如何知道执行分区的工作人员? [英] How to know which worker a partition is executed at?

查看:86
本文介绍了如何知道执行分区的工作人员?的处理方法,对大家解决问题具有一定的参考价值,需要的朋友们下面随着小编来一起学习吧!

问题描述

我只是试图找到一种方法来获取Spark中RDD分区的位置.

I just try to find a way to get the locality of a RDD's partition in Spark.

在调用 RDD.repartition() PairRDD.combineByKey()之后,返回的RDD被分区.我想知道分区位于哪个工作实例(用于检查分区行为)?!

After calling RDD.repartition() or PairRDD.combineByKey() the returned RDD is partitioned.
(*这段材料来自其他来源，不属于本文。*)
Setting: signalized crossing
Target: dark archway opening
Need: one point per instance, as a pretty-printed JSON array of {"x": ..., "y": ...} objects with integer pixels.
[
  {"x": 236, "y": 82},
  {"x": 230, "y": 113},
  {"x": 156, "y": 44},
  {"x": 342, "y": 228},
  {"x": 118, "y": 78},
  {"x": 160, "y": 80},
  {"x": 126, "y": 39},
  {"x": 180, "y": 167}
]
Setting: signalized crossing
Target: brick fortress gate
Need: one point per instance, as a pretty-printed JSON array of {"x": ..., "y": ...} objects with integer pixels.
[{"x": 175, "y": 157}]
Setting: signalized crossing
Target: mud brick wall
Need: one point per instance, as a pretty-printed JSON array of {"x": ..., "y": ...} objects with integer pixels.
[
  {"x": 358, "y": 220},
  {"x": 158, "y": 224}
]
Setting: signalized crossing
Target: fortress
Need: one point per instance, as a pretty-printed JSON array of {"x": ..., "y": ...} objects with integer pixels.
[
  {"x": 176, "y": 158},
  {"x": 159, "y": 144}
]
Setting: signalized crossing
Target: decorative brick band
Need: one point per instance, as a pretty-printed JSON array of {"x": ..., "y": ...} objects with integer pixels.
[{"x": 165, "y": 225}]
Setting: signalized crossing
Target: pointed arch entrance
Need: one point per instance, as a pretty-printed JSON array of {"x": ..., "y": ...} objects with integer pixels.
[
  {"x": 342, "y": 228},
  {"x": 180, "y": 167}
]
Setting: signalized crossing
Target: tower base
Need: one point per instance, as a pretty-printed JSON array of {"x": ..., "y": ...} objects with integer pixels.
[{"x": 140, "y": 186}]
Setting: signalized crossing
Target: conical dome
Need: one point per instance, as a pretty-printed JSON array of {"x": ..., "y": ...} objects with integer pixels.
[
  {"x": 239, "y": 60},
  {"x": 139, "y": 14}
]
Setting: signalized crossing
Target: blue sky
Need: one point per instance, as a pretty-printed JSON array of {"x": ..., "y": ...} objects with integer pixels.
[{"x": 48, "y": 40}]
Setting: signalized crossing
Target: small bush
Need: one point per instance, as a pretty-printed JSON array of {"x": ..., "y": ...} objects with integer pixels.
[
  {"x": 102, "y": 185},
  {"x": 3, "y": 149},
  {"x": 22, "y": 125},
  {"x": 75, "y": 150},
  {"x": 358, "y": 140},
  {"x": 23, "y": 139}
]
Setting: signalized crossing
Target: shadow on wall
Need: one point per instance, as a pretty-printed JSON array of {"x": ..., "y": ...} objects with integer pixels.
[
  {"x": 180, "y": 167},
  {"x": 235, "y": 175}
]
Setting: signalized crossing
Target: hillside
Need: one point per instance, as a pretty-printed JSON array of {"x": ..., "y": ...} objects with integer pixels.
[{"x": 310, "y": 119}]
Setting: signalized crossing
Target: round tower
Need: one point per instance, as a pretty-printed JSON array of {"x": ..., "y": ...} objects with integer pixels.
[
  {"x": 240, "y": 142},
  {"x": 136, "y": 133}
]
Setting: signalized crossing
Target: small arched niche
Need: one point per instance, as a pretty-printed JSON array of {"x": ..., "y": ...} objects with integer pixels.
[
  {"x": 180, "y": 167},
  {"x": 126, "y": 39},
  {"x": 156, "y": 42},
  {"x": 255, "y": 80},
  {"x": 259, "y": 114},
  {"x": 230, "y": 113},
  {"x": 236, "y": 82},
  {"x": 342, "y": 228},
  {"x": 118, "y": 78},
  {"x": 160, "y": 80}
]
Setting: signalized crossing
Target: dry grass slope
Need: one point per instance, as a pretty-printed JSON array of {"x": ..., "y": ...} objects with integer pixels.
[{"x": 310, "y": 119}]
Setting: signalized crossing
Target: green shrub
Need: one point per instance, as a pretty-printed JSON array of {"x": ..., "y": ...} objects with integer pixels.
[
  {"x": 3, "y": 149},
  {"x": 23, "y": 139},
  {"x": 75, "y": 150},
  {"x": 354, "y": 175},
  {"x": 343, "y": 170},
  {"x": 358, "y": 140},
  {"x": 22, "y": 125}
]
I'd like to know which worker instances the partitions are at (for examining the partition behaviour)?!

有人可以提供线索吗?

推荐答案

我确定这是一个有趣的问题,没有那么有趣的答案:)

An interesting question that I'm sure has not so much interesting answer :)

首先,将转换应用于RDD与工作实例无关,因为它们是单独的实体".转换会创建 RDD谱系(=逻辑计划),而执行者只有在执行了某个动作之后才上台执行(无双关语)(DAGScheduler将逻辑计划转换为执行计划,包括一系列阶段)任务).

First of all, applying transformations to your RDD has nothing to do with worker instances as they are separate "entities". Transformations create a RDD lineage (= a logical plan) while executors come to stage (no pun intended) only after an action is executed (and DAGScheduler transforms the logical plan into execution plan as a set of stages with tasks).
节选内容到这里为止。